Déposer la demande et suivre l’instruction

Une fois l’examen réussi ou l’équivalence préparée, vous pouvez déposer votre demande de carte professionnelle VTC. Selon votre département, la démarche se fait en ligne, notamment via une plateforme de démarches administratives, ou auprès de la préfecture compétente. Les modalités locales pouvant évoluer, il est préférable de vérifier la page de votre préfecture avant tout envoi.

Où effectuer les démarches officielles ?

Pour éviter les formulaires périmés ou les informations contradictoires, partez des sites officiels. Le portail Service-public.fr permet de retrouver les règles générales applicables. Pour l’examen, le site examentaxivtc.fr centralise les informations liées aux examens taxi et VTC. Certaines demandes de carte passent par Démarches simplifiées, lorsque la préfecture concernée utilise cette plateforme.

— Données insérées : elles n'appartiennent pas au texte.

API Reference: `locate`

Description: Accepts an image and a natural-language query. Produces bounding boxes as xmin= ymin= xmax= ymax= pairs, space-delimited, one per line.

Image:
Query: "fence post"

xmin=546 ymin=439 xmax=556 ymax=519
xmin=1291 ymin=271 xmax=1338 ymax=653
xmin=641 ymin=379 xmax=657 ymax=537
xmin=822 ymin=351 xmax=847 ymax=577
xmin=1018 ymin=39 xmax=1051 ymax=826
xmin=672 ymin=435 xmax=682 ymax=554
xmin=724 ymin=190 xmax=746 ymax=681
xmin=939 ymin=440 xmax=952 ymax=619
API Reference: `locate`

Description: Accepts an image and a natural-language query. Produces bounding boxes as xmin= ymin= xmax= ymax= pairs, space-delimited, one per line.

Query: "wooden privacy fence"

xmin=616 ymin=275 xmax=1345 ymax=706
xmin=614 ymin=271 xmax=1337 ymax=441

Au moment du dépôt, relisez toutes les informations saisies : nom, prénom, adresse, numéro de permis, dates de validité et pièces jointes. Une différence entre un formulaire et un justificatif peut suffire à ralentir l’instruction.

Délais, coûts et suivi

Les délais de traitement dépendent du département, du volume de demandes et surtout de la complétude du dossier. Un dossier complet est instruit plus facilement ; un dossier incomplet repart dans un cycle d’échanges qui peut ajouter plusieurs semaines.

Côté budget, prévoyez au minimum les frais d’inscription à l’examen, autour de 220€, ainsi que les frais éventuels de formation, de visite médicale, de photo d’identité et de constitution du dossier. Les prix des formations varient fortement selon les organismes, la durée d’accompagnement et les services inclus.

Éviter les refus et anticiper l’après-obtention

Un refus n’est pas toujours lié à votre profil. Il peut venir d’un justificatif non conforme, d’une preuve d’expérience insuffisante, d’un certificat médical absent ou d’une incohérence dans les dates. La meilleure stratégie consiste à contrôler votre dossier comme le ferait l’administration.

Les erreurs les plus fréquentes

  • Fournir un justificatif de domicile de plus de 3 mois.
  • Joindre une photo non conforme ou de mauvaise qualité.
  • Oublier le certificat médical CERFA ou transmettre un document trop ancien.
  • Confondre expérience professionnelle et simple activité occasionnelle non justifiée.
  • Déposer une demande avant d’avoir l’attestation de réussite à l’examen.
  • Envoyer des fichiers illisibles, tronqués ou mal nommés.

En cas de demande de pièce complémentaire, répondez rapidement et précisément. Ne renvoyez pas tout le dossier si seule une pièce est demandée, sauf indication contraire, car cela peut compliquer le traitement. En cas de refus, lisez attentivement le motif indiqué afin de corriger le point bloquant avant une nouvelle demande ou un recours éventuel.

Une fois la carte obtenue

La carte VTC vous autorise à exercer, mais elle ne règle pas à elle seule toutes les obligations liées à l’activité. Vous devrez aussi vous intéresser au statut juridique, à l’assurance professionnelle, au véhicule, à l’inscription au registre VTC et aux règles de maraude électronique ou de réservation préalable. La carte est donc une étape essentielle, mais elle s’inscrit dans un parcours plus large de création ou de reprise d’activité.

Pour avancer efficacement, retenez cet ordre : vérifiez vos conditions personnelles, choisissez entre examen et équivalence, rassemblez les justificatifs dans le bon timing, déposez la demande sur le canal officiel de votre département, puis suivez les échanges administratifs jusqu’à la délivrance. C’est cette méthode, plus que la rapidité, qui augmente vos chances d’obtenir la carte VTC sans blocage inutile.